Data Race Patterns in Golang

Uber has adopted Golang (Go for short) as a primary programming language for developing microservices. Our Golang monorepo consists of about 50 million lines of code (and growing) and contains approximately 2,100 unique Golang services (and growing).

Go makes concurrency a first-class citizen; prefixing function calls with the go keyword runs the call asynchronously. These asynchronous function calls in Go are called goroutines. Developers hide latency (e.g., IO or RPC calls to other services) by creating goroutines. Two or more goroutines can communicate data either via message passing (channels) or shared memory. Shared memory happens to be the most commonly used means of data communication in Golang.

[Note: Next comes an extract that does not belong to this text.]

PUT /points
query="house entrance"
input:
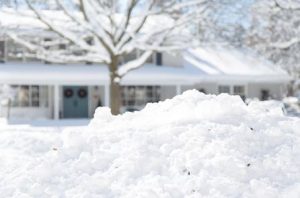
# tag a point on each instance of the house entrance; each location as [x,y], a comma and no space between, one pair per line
[75,102]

Goroutines are considered “lightweight” and since they are easy to create, Go programmers use goroutines liberally. As a result, we notice that programs written in Go, typically, expose significantly more concurrency than programs written in other languages. For example, by scanning hundreds of thousands of microservice instances running our data centers, we found that Go microservices expose ~8x more concurrency than Java microservices. Unfortunately, higher concurrency also means potential for more concurrency bugs. A data race is a concurrency bug that occurs when two or more goroutines access the same datum, at least one of them is a write, and there is no ordering between them. Data races are insidious bugs and must be avoided at all costs.

Using a dynamic data race detection technique, we developed a system to detect data races at Uber. This system, over a period of six months, detected about 2,000 data races in our Go code base, of which our developers already fixed ~1,100 data races.

This blog will show various data race patterns we found in our Go programs. This study analyzed over 1,100 data races fixed by 210 unique developers over six months. We noticed that Golang makes it easier to introduce data races, due to certain language design choices. There is a complicated interplay between the language features and data races.